Dumbells are a staple in modern gyms because they’re versatile, can target one side of your body at a time, and aren’t as cumbersome as dumbbells and other barbells. They’re a great tool to keep in your home gym or apartment for accessory work and/or high-intensity exercise circuits. That said, why own 15 pairs of dumbbells when you could own one pair that equates to 15 pairs? You probably wouldn’t, right? Adjustable dumbbells are affordable, space-friendly, and convenient.
When it comes to selecting a pair of adjustable dumbbells, however, there are a few things to consider. How much money are you willing to spend? How much weight do you need or want? And what’s your overall skill level in the gym? Feeling a little overwhelmed, that’s cool. We’ve curated the best adjustable dumbbells for you to look at.
Best Adjustable Dumbbells
Best Adjustable Dumbbells Overall: NÜOBELL Adjustable Dumbbells
Most Versatile Adjustable Dumbbells: NordicTrack Select-A-Weight Dumbbells
Best Adjustable Dumbbells for Heavy Lifting: Rogue Loadable Dumbbells
Best Adjustable Dumbbells for the Money: AtivafitAdjustable Dumbbells
Best Adjustable Dumbbells for Beginners: PowerBlock Sport 24 Adjustable Dumbbells
Best Dumbbells/Barbell Combo: LEADNOVO Adjustable Weights Dumbbells
Best Adjustable Dumbbells for Small Spaces: FLYBIRD Adjustable Dumbbells
Best Adjustable Dumbbells Overall
This Swedish-designed “smart” dumbbell has a twisting handle that changes weight in increments of five with ease, and makes a sleek addition to any home gym set-up.
NÜOBELL Adjustable Dumbbells
While many other brands use slide or quick-lock systems to switch between weights on their adjustable dumbbells, the NÜOBELL uses a twisting handle system — simply twist the handle to the number you want, pick up the weight and you’re good to go. While this is similar to some slide systems, a lot of other slide systems use color coding instead of exact numbers for their weight increments, which means you have to think a little harder about your switches.
The weight range here is wide as well, going all the way from five pounds up to 80 pounds. Aside from functionality, this piece of equipment looks both simple and sleek, making it a great (and aesthetically pleasing) addition to any home gym space.
SMRTFT NÜOBELL Adjustable Dumbbells
Who Should Buy The NÜOBELL Adjustable Dumbbells
Anyone who wants to switch quickly and seamlessly between different weights.
Athletes who want a sleek, modern-looking set of adjustable dumbbells.
Lifters who want a wide range of weight options.
Who Shouldn’t Buy The NÜOBELL Adjustable Dumbbells
Customers looking for a cost-effective pair of adjustable dumbbells — this pair has a hefty price tag.
Folks who prefer a contoured handle for comfort.
For a modern, “smart” adjustable dumbbell with a wide weight range and twisting handlebar for fast adjustments, the NÜOBELL cannot be beat.
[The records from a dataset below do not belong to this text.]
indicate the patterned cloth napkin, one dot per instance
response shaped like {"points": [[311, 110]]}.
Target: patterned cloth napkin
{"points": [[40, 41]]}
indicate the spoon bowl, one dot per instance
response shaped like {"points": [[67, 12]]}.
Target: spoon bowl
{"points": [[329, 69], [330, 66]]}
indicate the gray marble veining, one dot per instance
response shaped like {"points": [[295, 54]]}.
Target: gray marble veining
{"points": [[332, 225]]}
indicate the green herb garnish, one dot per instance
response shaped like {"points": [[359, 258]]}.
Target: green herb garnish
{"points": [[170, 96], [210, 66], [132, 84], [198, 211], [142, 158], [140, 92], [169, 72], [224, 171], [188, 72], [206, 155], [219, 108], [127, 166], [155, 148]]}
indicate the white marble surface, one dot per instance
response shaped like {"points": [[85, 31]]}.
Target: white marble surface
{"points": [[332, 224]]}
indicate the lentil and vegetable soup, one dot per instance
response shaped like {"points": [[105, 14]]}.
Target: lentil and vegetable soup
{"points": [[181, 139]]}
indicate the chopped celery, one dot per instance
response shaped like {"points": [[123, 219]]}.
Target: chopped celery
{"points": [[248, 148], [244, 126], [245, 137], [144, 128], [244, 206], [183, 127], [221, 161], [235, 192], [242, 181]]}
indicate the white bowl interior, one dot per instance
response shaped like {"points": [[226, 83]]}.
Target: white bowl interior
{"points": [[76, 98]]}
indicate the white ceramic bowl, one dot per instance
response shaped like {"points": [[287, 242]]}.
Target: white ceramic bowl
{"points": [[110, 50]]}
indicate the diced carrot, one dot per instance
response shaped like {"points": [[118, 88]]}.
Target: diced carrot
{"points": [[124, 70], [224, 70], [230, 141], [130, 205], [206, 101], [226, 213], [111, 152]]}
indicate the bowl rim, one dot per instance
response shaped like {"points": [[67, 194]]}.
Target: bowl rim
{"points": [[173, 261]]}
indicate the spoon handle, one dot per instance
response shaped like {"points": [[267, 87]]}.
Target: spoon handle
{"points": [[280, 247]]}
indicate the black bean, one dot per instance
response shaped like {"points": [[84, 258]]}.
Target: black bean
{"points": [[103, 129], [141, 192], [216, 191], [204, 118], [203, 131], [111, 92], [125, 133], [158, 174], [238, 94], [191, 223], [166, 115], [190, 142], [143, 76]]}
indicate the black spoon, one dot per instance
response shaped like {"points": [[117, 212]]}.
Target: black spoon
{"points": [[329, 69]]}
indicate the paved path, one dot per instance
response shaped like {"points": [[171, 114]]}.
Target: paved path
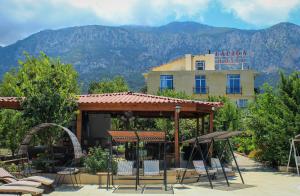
{"points": [[259, 182]]}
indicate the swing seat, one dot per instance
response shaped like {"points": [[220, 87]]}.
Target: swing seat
{"points": [[200, 168], [216, 164], [125, 168]]}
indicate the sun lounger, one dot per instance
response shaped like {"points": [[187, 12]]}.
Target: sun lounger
{"points": [[12, 182], [8, 177], [20, 190]]}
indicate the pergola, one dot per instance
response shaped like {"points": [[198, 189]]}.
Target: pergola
{"points": [[139, 105]]}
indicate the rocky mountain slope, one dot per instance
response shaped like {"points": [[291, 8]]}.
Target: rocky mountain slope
{"points": [[103, 51]]}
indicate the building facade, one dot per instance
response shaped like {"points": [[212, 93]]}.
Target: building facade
{"points": [[202, 76]]}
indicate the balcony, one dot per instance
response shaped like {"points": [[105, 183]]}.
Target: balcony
{"points": [[201, 90], [232, 90]]}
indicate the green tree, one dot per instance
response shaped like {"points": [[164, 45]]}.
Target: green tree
{"points": [[274, 119], [118, 84], [12, 129], [48, 92]]}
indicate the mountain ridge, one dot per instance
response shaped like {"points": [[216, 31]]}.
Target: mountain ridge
{"points": [[99, 51]]}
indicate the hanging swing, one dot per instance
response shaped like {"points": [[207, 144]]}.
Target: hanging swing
{"points": [[201, 166], [126, 168], [294, 150]]}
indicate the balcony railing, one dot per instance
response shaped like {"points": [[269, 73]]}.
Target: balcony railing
{"points": [[201, 90], [165, 88], [231, 90]]}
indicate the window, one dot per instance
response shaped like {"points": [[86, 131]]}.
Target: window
{"points": [[233, 84], [200, 85], [242, 103], [166, 82], [200, 65]]}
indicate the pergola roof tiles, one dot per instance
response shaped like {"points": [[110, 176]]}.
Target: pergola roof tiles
{"points": [[134, 136], [130, 97], [129, 101]]}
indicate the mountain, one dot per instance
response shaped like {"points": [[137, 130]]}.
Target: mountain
{"points": [[104, 51]]}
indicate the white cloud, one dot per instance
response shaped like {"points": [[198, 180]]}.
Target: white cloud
{"points": [[109, 11], [261, 12]]}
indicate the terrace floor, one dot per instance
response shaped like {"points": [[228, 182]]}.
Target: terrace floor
{"points": [[259, 181]]}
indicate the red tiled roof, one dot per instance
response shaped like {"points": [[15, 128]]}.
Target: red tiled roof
{"points": [[130, 97], [126, 101]]}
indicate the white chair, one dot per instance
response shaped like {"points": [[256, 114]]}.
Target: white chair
{"points": [[151, 167], [200, 169], [125, 168]]}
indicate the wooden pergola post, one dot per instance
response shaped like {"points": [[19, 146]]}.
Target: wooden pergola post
{"points": [[197, 127], [202, 126], [79, 126], [211, 122], [176, 136]]}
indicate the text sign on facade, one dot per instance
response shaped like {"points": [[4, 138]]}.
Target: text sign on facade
{"points": [[231, 57]]}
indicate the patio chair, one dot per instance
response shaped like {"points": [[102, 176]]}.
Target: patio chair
{"points": [[125, 168], [216, 164], [200, 169], [69, 170], [151, 168], [8, 177], [20, 190]]}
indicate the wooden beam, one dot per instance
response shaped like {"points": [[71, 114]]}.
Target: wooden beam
{"points": [[79, 126], [176, 139]]}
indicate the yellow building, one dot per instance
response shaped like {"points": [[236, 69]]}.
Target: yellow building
{"points": [[203, 76]]}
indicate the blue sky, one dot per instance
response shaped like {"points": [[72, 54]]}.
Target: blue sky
{"points": [[21, 18]]}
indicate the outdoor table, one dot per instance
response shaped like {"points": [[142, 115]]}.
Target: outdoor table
{"points": [[70, 172]]}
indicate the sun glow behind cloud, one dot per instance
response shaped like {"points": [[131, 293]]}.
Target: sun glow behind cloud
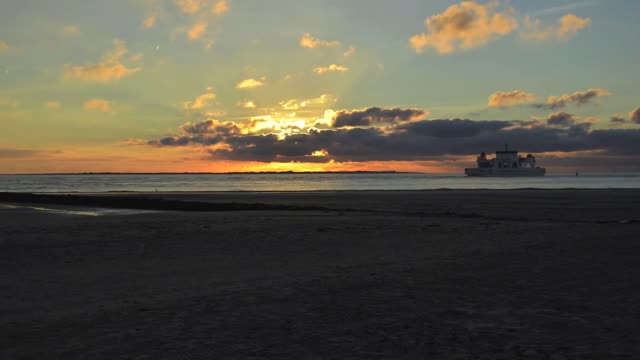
{"points": [[298, 93]]}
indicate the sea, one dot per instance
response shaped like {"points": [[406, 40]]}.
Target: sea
{"points": [[279, 182]]}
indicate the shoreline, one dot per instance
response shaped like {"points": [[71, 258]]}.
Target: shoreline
{"points": [[513, 274]]}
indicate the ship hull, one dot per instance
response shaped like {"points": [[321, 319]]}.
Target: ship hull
{"points": [[498, 172]]}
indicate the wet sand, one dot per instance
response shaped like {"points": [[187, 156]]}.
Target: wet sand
{"points": [[518, 274]]}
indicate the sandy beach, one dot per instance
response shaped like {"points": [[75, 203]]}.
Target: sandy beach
{"points": [[457, 274]]}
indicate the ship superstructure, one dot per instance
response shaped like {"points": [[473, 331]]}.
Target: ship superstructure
{"points": [[506, 163]]}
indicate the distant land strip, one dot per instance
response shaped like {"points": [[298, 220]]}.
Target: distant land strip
{"points": [[227, 173], [144, 203]]}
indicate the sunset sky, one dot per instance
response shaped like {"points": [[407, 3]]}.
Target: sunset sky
{"points": [[255, 85]]}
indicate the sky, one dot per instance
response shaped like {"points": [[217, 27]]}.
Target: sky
{"points": [[316, 85]]}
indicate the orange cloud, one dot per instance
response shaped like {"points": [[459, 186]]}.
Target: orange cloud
{"points": [[52, 104], [197, 30], [200, 102], [71, 30], [110, 69], [510, 98], [220, 7], [464, 26], [189, 6], [295, 104], [567, 27], [136, 57], [635, 116], [97, 104], [247, 104], [308, 41], [250, 83], [330, 68], [350, 51], [150, 21]]}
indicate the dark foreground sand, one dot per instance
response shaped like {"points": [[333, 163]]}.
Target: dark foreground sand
{"points": [[527, 274]]}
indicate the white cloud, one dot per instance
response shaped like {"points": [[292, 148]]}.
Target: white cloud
{"points": [[250, 83], [98, 104], [110, 69], [464, 26], [330, 68], [308, 41]]}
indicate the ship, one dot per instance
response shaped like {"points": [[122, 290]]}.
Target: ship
{"points": [[507, 163]]}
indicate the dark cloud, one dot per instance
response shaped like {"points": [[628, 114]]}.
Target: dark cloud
{"points": [[635, 116], [17, 153], [419, 140], [617, 119], [561, 119], [578, 97], [374, 115], [454, 128], [211, 127]]}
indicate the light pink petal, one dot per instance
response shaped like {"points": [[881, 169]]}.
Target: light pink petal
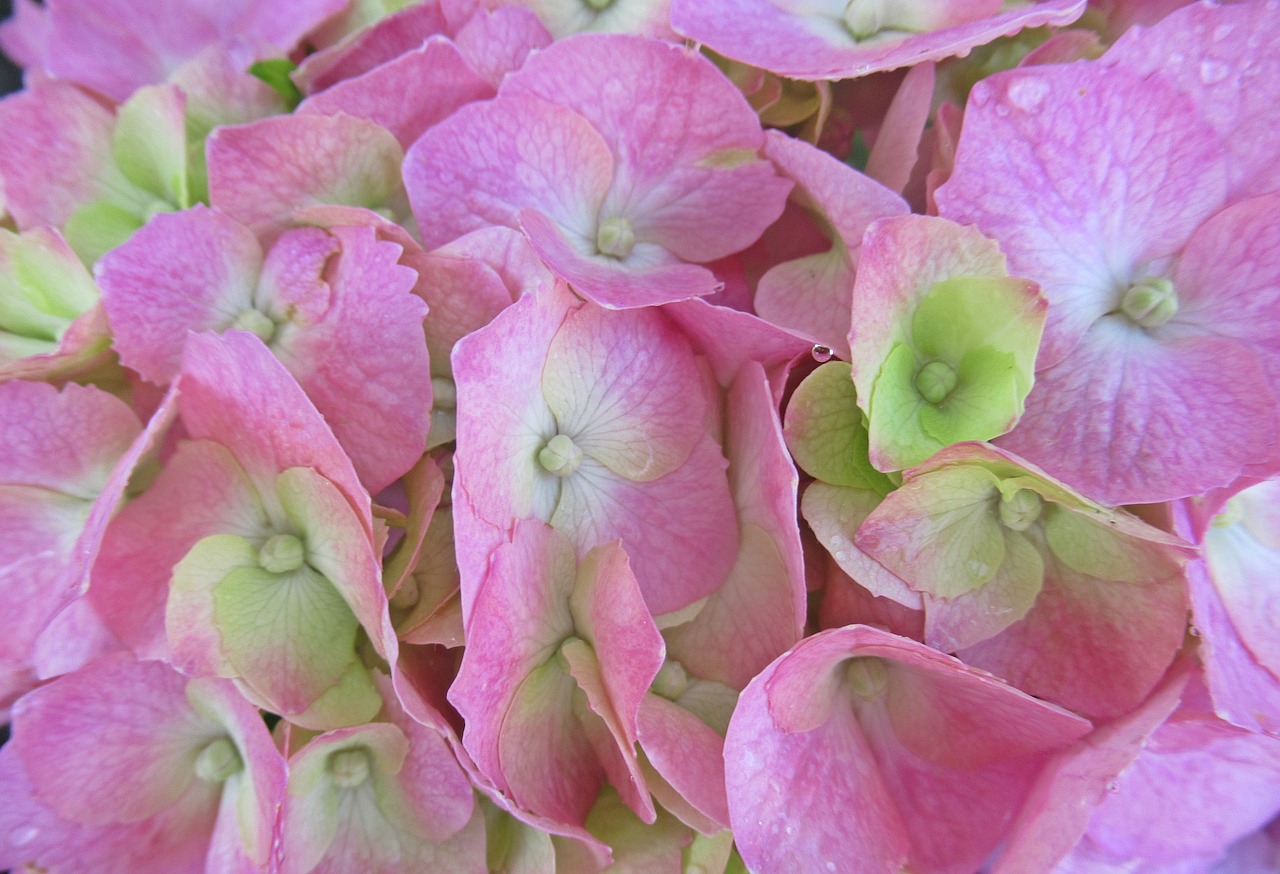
{"points": [[234, 392], [762, 33], [183, 271], [626, 389], [897, 143], [1129, 417], [442, 79], [202, 490], [680, 527], [688, 754], [1153, 177], [1220, 65], [609, 282], [362, 360], [260, 173], [682, 168], [758, 612], [55, 142], [1077, 781], [172, 842]]}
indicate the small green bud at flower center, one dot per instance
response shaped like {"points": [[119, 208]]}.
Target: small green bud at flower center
{"points": [[671, 681], [350, 768], [935, 381], [218, 760], [256, 323], [864, 18], [867, 677], [1150, 302], [560, 456], [444, 393], [1020, 509], [616, 237], [282, 553]]}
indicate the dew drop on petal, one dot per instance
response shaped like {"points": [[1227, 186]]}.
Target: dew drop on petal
{"points": [[1214, 72]]}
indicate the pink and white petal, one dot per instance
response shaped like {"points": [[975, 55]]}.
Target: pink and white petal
{"points": [[201, 492], [519, 618], [260, 173], [762, 33], [659, 145], [1156, 177], [1097, 646], [759, 611], [113, 742], [234, 392], [609, 282], [183, 271], [688, 754], [1128, 417], [488, 161], [55, 143], [1228, 280], [176, 841], [442, 79], [498, 373], [812, 799], [1219, 65], [1075, 781], [680, 529], [498, 41], [626, 389], [364, 361]]}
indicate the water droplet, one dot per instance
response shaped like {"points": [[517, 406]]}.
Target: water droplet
{"points": [[1028, 92], [1214, 72], [21, 837]]}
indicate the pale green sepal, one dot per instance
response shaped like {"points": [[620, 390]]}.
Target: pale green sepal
{"points": [[288, 635], [150, 143], [824, 430], [1092, 548], [963, 314], [190, 611], [96, 228], [897, 440]]}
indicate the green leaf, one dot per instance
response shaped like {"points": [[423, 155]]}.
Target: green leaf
{"points": [[275, 72], [824, 431]]}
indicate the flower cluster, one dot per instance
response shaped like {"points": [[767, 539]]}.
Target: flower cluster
{"points": [[647, 435]]}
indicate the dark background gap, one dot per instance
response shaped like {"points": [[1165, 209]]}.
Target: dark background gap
{"points": [[10, 77]]}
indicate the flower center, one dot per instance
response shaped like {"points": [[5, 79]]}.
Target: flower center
{"points": [[218, 760], [1020, 509], [350, 768], [560, 456], [282, 553], [935, 381], [616, 237], [255, 323], [1150, 302]]}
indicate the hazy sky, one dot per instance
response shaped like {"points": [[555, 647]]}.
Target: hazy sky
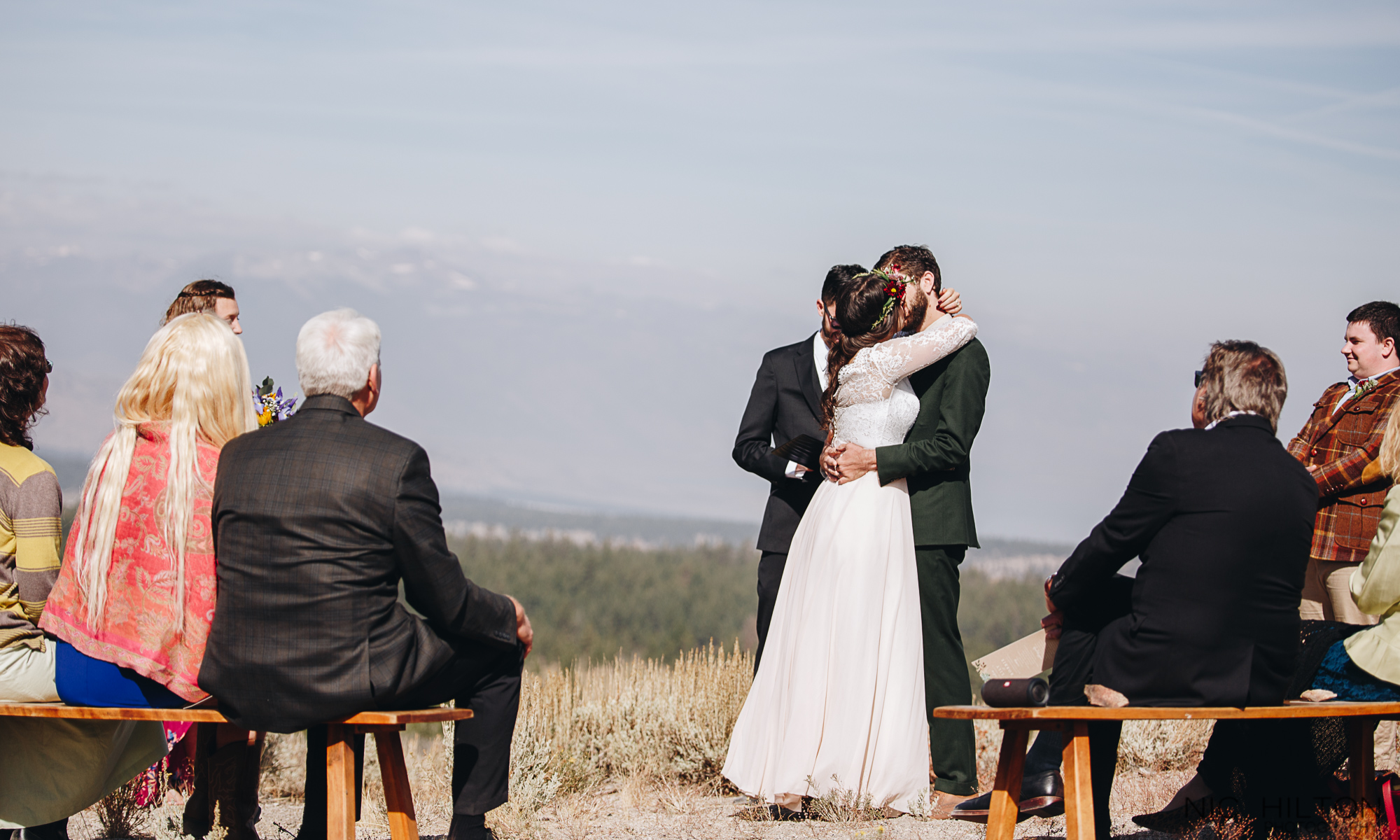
{"points": [[582, 227]]}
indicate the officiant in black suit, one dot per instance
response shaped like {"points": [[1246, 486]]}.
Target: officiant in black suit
{"points": [[786, 402]]}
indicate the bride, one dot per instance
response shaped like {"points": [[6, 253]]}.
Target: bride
{"points": [[838, 705]]}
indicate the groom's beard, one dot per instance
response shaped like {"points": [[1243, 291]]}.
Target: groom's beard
{"points": [[918, 310]]}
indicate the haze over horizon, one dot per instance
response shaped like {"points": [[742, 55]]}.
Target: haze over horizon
{"points": [[580, 229]]}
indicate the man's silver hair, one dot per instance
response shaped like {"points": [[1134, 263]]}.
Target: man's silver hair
{"points": [[335, 352]]}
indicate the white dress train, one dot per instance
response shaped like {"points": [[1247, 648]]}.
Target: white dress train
{"points": [[838, 705]]}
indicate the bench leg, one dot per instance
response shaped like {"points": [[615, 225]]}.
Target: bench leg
{"points": [[340, 783], [1006, 792], [398, 797], [1362, 760], [1079, 786]]}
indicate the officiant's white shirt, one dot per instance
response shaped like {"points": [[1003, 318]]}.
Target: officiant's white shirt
{"points": [[820, 355]]}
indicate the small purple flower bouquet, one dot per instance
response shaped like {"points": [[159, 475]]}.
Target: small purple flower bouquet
{"points": [[271, 405]]}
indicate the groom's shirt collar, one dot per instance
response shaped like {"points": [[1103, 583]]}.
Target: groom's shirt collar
{"points": [[820, 355]]}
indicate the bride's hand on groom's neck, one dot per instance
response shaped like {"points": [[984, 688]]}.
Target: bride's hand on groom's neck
{"points": [[950, 302]]}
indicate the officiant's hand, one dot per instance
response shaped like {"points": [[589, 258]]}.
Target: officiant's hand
{"points": [[523, 631], [1055, 622], [852, 463], [950, 302]]}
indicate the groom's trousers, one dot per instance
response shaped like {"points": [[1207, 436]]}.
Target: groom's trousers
{"points": [[771, 578], [946, 670]]}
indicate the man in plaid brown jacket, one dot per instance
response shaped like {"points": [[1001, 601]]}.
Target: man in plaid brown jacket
{"points": [[1340, 440]]}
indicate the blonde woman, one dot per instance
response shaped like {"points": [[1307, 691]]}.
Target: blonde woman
{"points": [[135, 598]]}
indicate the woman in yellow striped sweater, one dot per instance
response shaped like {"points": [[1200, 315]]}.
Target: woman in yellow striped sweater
{"points": [[30, 527]]}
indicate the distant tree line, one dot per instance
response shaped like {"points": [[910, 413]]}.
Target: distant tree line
{"points": [[593, 601]]}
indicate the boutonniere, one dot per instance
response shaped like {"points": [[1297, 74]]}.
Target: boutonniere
{"points": [[1362, 390]]}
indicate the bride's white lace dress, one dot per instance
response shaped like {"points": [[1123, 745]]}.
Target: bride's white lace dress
{"points": [[839, 696]]}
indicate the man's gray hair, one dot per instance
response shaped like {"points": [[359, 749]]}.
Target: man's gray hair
{"points": [[335, 352], [1244, 377]]}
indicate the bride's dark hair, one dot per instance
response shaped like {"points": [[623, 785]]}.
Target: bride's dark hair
{"points": [[859, 309]]}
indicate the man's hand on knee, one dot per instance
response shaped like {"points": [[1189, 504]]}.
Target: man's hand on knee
{"points": [[523, 631]]}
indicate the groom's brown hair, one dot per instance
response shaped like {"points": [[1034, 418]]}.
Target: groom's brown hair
{"points": [[913, 261]]}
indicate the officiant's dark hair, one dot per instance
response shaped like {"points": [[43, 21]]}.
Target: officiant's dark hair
{"points": [[860, 306], [913, 261], [838, 278]]}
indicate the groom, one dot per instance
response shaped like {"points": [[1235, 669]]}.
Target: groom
{"points": [[934, 460]]}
Most Versatile Adjustable Dumbbells
NordicTrack Select-A-Weight Dumbbell
These dumbbells are sturdy and well-balanced. The weights don’t rattle when you hoist them and, despite being plastic, the handle feels firm. You can also do a lot with 55 pounds, or 110 pounds combined. If a single squat feels too light, hold both bells at shoulder level, and try that.
The one downside is that the adjustment mechanism isn’t as simple — it’s a two-step process. The pin on the top of the dumbbells slides back and forth to select weights in 10-pound increments. To add or subtract either 2.5 or five pounds, you’ll need to adjust the sliders located on the inside of both dumbbells.
NordicTrack Select-A-Weight Dumbbells
Who Should Buy NordicTrack Select-A-Weight Dumbbell
People who engage in intense dumbbell workouts and need a sturdy weight set.
Lifters who want dumbbells that go up to 55 pounds, which is a fair amount of weight for most folks.
Who Shouldn’t Buy NordicTrack Select-A-Weight Dumbbell
People who are easily frustrated by adjustment mechanisms. Nordictrack’s system is a little finicky.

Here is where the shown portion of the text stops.